With just an average 12 days of rain a year, less than 1% arable land, a desert location and an 80% import rate for food, the UAE seems an unfavourable place to set up a farm. Kurtz is one of several entrepreneurs using high-tech farming techniques to boost crop production in the Emirates. Pure Harvest built the first climate-controlled greenhouse in Abu Dhabi in 2017.

Prompted by arid conditions and a desire for greater food security, the country is investing millions in technologies — such as vertical farming — that could make it an unlikely agricultural pioneer. Vertical farms can grow a rich variety of different crops by stacking them in layers under LED lighting in climate-controlled greenhouses and watering them with mist or drip systems. The process is tailored to each crop’s specific needs, resulting in high-yield, year-round harvests.

“It takes 30 to 40 days to grow leafy greens out in the field. We can grow that same crop in 10 to 12 days,” says Marc Oshima, co-founder of Aerofarms. The company received funding from the Abu Dhabi Investment Office to build the capital’s largest indoor vertical farm, with 800 different crops, by 2021. The technology uses minimal land and up to 95% less water than conventional agriculture. The hydroponics system places the plants’ roots directly into a water-based and nutrient-rich solution instead of soil. This “closed loop” system captures and recirculates all the water, rather than allowing it to drain away — useful for a country like the UAE suffering from extremely high water stress. Globally, agriculture accounts for 70% of freshwater withdrawals, and UAE is extracting groundwater faster than it can be replenished, according to the International Center for Biosaline Agriculture (ICBA).

“Water is very expensive over in the UAE, but energy is cheap as it is subsidized,” says Jan Westra, a strategic business developer at Priva, a company providing technology to vertical farms. The artificially controlled environment is energy intensive because the air conditioning and LED lights need a constant source of electricity. This bringing forth of life in the desert could come at a high environmental cost. Most of that energy comes from carbon-emitting fossil fuels, even as the Middle Eastern country feel the effects of climate change. By 2050 Abu Dhabi’s average temperature is predicted to increase by around 2.5°C in a business-as-usual scenario. Over the next 70 years patterns of rainfall are also expected to change.

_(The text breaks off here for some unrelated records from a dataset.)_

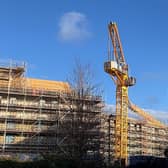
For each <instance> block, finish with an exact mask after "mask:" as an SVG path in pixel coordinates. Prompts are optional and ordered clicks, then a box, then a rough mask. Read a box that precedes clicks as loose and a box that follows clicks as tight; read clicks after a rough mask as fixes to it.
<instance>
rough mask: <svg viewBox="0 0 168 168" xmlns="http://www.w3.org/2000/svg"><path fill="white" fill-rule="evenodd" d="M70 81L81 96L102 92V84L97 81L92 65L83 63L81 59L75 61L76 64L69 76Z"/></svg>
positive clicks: (73, 88)
mask: <svg viewBox="0 0 168 168" xmlns="http://www.w3.org/2000/svg"><path fill="white" fill-rule="evenodd" d="M68 82H69V84H70V85H71V87H72V89H73V90H74V91H75V93H78V94H79V96H86V95H92V96H94V95H101V94H102V90H101V89H100V84H97V83H95V76H94V73H93V70H92V69H91V65H90V64H86V65H83V64H81V62H80V60H79V59H76V61H75V66H74V69H73V72H72V74H71V76H70V77H69V78H68Z"/></svg>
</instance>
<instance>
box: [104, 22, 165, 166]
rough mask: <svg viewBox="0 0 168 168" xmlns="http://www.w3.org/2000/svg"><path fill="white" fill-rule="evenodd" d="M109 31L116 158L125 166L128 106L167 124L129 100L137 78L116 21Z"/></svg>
mask: <svg viewBox="0 0 168 168" xmlns="http://www.w3.org/2000/svg"><path fill="white" fill-rule="evenodd" d="M108 31H109V36H110V39H111V43H112V46H113V57H111V56H110V52H109V54H108V61H107V62H105V63H104V70H105V72H107V73H108V74H109V75H110V76H111V78H112V79H113V81H114V83H115V85H116V121H115V122H116V123H115V144H114V145H115V160H118V161H119V162H120V164H121V165H124V166H125V165H127V162H128V148H127V146H128V108H129V109H131V110H132V111H134V112H135V113H137V114H139V115H140V116H142V117H143V118H144V119H145V120H146V121H147V122H148V123H149V124H151V125H153V126H155V127H157V128H165V127H167V126H166V125H164V124H162V123H161V122H160V121H158V120H156V119H155V118H154V117H153V116H152V115H150V114H148V113H146V112H145V111H144V110H142V109H140V108H139V107H138V106H136V105H134V104H133V103H131V102H130V101H129V98H128V87H130V86H133V85H135V83H136V79H135V78H134V77H130V76H129V73H128V65H127V63H126V61H125V58H124V53H123V49H122V45H121V41H120V37H119V33H118V28H117V25H116V23H112V22H110V24H109V25H108Z"/></svg>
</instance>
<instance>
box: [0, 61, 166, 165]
mask: <svg viewBox="0 0 168 168" xmlns="http://www.w3.org/2000/svg"><path fill="white" fill-rule="evenodd" d="M24 71H25V66H24V64H18V63H17V64H16V63H10V64H8V65H7V64H2V65H1V64H0V151H1V155H2V156H7V155H8V156H12V155H15V156H16V154H28V155H30V156H32V155H34V154H42V155H44V154H46V153H48V154H56V155H59V156H60V155H61V156H68V157H72V158H73V157H80V158H82V159H98V158H100V156H101V157H102V156H103V158H104V159H105V161H106V162H111V161H112V160H113V158H114V137H115V132H114V130H115V129H114V127H115V116H113V115H108V114H107V113H103V112H102V107H103V102H102V98H101V97H99V96H93V95H85V94H83V95H79V94H78V93H76V92H74V91H72V89H71V88H70V86H69V84H68V83H65V82H56V81H48V80H40V79H32V78H26V77H25V76H24ZM128 128H129V129H128V131H129V132H128V139H129V140H128V152H129V156H137V155H144V156H146V155H148V156H163V153H164V149H165V147H166V146H167V144H168V131H167V129H166V128H155V127H153V126H151V125H148V124H146V123H144V122H141V121H139V120H133V119H129V126H128Z"/></svg>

Integrating renewable energy

Although Pure Harvest is building a solar-powered farm in neighboring Saudi Arabia, its UAE operations get electricity from the carbon-intensive national grid. Investing more in renewables “is a goal of ours,” Kurtz said. He said the company has not set a clean energy target but is working on various green power projects, including a plan to integrate solar power generated in UAE into its operations. However, Willem van der Schans, a researcher specialising in short supply chains at Wageningen University in the Netherlands, says sustainability and clean energy should be “inherent in the technology and included in plans when starting a vertical farm.” He argues that many vertical farming companies are not sustainable in terms of energy as they still view clean power as an optional “add-on.” Ismahane Elouafi, director general of the government funded ICBA in Abu Dhabi, acknowledges that vertical farming has some way to go before achieving “real sustainability,” but she believes the innovations are “promising.”

Improved battery storage, increasingly efficient LED lights and cheaper solar panels will help, she adds.